Meng, accused of conspiring to defraud banks in a manner that put them at risk of breaching US sanctions on Iran, was arrested in Canada on the same day that Trump met with Chinese President Xi Jinping (習近平) for tense trade talks.
As the chief executive, the president has the power to intervene in the case, former federal prosecutors say, but blocking prosecutors from extraditing Meng could provoke other countries to detain US citizens as leverage in political and economic negotiations, and erode the US’ standing in future extradition requests, they said.
“There’s action the president could take, but it would have at a minimum significant political ramifications,” said Brian Michael, a former federal prosecutor, who is now a partner at law firm King & Spalding LLP.

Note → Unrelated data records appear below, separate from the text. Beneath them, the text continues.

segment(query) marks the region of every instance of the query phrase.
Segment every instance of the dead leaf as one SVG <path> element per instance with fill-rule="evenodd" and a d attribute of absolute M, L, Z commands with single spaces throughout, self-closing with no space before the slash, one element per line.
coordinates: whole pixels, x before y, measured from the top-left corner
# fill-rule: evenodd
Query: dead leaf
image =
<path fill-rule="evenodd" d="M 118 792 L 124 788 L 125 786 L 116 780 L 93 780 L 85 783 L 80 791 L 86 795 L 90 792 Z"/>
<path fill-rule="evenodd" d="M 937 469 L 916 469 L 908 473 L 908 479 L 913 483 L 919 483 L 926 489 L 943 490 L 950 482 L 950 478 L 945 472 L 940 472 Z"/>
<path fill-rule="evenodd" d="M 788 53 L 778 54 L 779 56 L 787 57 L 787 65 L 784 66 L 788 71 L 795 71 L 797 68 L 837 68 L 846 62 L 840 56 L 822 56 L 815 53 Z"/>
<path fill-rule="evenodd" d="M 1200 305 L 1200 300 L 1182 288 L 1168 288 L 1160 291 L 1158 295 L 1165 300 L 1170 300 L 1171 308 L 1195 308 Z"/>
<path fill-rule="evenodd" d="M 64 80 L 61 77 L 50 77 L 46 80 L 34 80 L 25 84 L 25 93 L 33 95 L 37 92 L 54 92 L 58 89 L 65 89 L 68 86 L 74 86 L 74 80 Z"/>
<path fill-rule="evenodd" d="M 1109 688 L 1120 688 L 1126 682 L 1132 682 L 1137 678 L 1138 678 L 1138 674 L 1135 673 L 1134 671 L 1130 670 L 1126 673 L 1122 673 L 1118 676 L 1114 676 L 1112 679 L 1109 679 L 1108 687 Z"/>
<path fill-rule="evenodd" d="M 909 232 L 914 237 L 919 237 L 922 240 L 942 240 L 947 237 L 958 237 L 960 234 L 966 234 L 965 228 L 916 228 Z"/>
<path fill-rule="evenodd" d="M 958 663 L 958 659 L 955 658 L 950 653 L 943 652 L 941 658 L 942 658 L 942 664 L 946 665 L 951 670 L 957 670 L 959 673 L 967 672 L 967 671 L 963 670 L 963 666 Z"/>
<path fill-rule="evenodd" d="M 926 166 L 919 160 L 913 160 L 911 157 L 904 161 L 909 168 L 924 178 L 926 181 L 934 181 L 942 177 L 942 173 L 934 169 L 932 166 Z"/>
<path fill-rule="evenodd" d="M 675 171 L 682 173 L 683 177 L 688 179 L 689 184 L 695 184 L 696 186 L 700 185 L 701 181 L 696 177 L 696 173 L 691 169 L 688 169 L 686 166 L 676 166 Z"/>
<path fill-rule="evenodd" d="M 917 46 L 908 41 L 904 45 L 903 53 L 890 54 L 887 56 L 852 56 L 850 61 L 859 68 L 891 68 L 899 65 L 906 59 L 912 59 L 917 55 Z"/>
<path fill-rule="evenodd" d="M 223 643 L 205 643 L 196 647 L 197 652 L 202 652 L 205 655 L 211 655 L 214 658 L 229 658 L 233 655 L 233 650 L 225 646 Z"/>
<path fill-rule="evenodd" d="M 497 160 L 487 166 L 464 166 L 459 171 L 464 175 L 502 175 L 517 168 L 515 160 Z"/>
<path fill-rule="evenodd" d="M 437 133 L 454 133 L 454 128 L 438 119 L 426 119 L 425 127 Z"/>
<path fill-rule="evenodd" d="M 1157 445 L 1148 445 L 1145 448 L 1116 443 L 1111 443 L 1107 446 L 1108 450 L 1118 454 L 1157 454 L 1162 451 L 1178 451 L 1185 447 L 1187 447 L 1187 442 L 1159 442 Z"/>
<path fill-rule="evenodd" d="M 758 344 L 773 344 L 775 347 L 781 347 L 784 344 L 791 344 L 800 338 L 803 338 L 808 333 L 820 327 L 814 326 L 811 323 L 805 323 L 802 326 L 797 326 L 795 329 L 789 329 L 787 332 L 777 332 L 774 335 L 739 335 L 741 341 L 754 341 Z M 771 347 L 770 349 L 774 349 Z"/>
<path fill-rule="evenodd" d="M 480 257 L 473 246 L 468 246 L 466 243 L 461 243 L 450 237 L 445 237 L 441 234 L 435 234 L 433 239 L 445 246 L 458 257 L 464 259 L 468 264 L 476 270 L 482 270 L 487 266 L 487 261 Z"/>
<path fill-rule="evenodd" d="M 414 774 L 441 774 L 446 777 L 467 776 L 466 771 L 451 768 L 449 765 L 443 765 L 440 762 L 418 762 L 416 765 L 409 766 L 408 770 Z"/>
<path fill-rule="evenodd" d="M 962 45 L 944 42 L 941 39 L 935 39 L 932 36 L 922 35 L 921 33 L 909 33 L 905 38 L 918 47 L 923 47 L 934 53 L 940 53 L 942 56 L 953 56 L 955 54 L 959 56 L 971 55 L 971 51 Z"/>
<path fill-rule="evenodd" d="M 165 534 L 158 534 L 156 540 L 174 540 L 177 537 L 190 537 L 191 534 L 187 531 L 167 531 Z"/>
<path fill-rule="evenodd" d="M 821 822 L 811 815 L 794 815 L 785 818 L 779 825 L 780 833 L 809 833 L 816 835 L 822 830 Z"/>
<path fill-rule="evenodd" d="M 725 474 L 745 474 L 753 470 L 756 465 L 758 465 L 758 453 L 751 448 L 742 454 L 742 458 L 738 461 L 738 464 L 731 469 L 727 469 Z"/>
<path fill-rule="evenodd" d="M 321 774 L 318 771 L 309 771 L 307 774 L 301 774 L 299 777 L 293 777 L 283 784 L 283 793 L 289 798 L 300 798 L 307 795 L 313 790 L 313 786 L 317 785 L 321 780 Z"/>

Trump would mostly likely intervene by ordering the US Department of State not to go forward with the extradition, Michael said. Once extradition happens, it would be much more difficult, unusual and messy for the White House to try to control the US Department of Justice’s prosecution, he said.
Administration officials on Wednesday downplayed Trump’s remarks.
US Secretary of Commerce Wilbur Ross told reporters they were “drawing a lot of conclusions from a potential decision that he has yet to make.”
However, lawmakers expressed concern.
US Senator Chris van Hollen cautioned against linking Meng’s arrest with Trump’s trade talks.
“It is a very dangerous road to go down, if we were to get into a world where people were detained based on a trade and tariff war rather than on the law,” he said in an interview.
US Senator Marco Rubio said it would be “a terrible mistake” for Trump to intervene in the case.
“It’s unrelated to trade policy,” he said.
Trump’s comments could factor into the legal proceedings in Canada, where Meng faces an extradition hearing before any handover to US authorities. She was released on bail on Tuesday.
“Meng’s lawyers could use Trump’s remarks as evidence to argue that the prosecution against her is politicized,” Robert Currie, a law professor at Dalhousie University in Halifax, Canada, who specializes in extradition law, said in an e-mail.
Meng’s lawyers could ask for a stay of proceedings or ask Canadian Minister of Justice Jody Wilson-Raybould to not hand her over, he said.
Canadian Minister of Foreign Affairs Chrystia Freeland also said that Trump’s comments could affect the case.
“It will be up to Ms Meng’s lawyers whether they choose to raise comments in the US as part of their defense of Ms Meng,” she said at a news conference.